In the majority of cases, UTIs can be effectively treated without antibiotics by using D-mannose. This is why, if you have a UTI, you should try D-mannose first. It's important to note that D-mannose only works for UTIs caused by E. coli, This represents 90 percent (or more) of infections. If you want to be sure, your physician can order a urine culture to identify the bacteria present, so you'll know if yours is one of the minority of cases not caused by E. coli. As Dr. Wright explained:5
"D-mannose is very safe, even for long-term use, although most women (or the very occasional man) with single episodes of bladder or urinary tract infection will only need it for a few days at most. Although D-mannose is a simple sugar, very little of it is metabolized. It doesn't interfere with blood sugar regulation, even for diabetics. It creates no disruption or imbalance in normal body microflora. It's safe even for pregnant women and very small children. In the less than 10% of cases where the infection is a bacteria other than E. coli, antibiotics can be started in plenty of time."
The majority of urinary tract infections can be cured when symptoms first arise, or prevented altogether, using D-mannose and the hygiene steps outline below. Occasionally, despite preventative measures, a kidney infection can develop. If you suspect you have a kidney infection (symptoms include fever and pain in your back, side, groin, or abdomen) it might be necessary to see a physician and use an antibiotic so the infection does not spread to your kidney, where it can become life threatening or lead to the loss of the kidney.
What About Cranberry Juice for UTIs?
Many people are aware of the home remedy of drinking cranberry juice for UTIs, and this is because the active ingredient in cranberry juice is D-mannose.
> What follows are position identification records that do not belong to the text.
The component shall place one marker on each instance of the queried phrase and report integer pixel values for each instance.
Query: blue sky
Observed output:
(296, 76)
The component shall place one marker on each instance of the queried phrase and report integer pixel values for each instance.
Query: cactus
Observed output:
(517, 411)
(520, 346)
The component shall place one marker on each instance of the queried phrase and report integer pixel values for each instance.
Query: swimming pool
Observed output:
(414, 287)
D-mannose can actually be derived from berries, peaches, apples, and some other plants. So why not drink cranberry juice instead of taking D-mannose in supplement form?
The amount of D-mannose in cranberry juice is significantly less, making it much less effective. Plus, cranberry juice is high in sugar, which adds stress to your immune system and can fuel the growth of pathogenic bacteria in your gut. Pure D-mannose is about 10-50 times stronger than cranberry, non-toxic and completely safe, with NO adverse effects.
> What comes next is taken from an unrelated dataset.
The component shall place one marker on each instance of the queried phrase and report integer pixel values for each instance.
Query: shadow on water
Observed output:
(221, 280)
Unlike the large amounts of fructose you'd get by consuming a lot of cranberry juice, D-mannose does not convert to glycogen or get stored in your liver. Only very small amounts of D-mannose are metabolized, so it doesn't interfere with blood sugar regulation or produce metabolic stresses. D-mannose is more like glucose, which every cell in your body is designed to use (but your body absorbs D-mannose much more slowly than glucose). Most of the D-mannose is filtered through your kidneys and routed to your bladder, then quickly excreted in your urine, making it ideal for people with diabetes or anyone who is not interested in drinking sugary fruit juice.
Natural Steps to a Healthy Urinary System
The most important factor in the overall health of your urinary tract is drinking plenty of pure, fresh water every day. Adequate hydration is extremely important for preventing UTIs (not to mention, is the number one risk factor for kidney stones). As a woman, there are additional hygiene steps you can take to maintain a healthy urinary tract:
Urinate when you feel the need. Don't resist the urge to go
Wipe from front to back to prevent bacteria from entering your urethra
Take showers instead of tub baths. Avoid hot tubs/Jacuzzis
Cleanse your genital area prior to sexual intercourse
Avoid using feminine hygiene sprays, which may irritate your urethra, and use only white unscented toilet paper to avoid potential dye reactions, or better yet—a bidet
In addition, a healthy diet is key in supporting your urinary tract health. Frequent consumption of fermented foods in particular, such as kefir, sauerkraut, and other fermented vegetables, is great for your overall health—including your urinary system.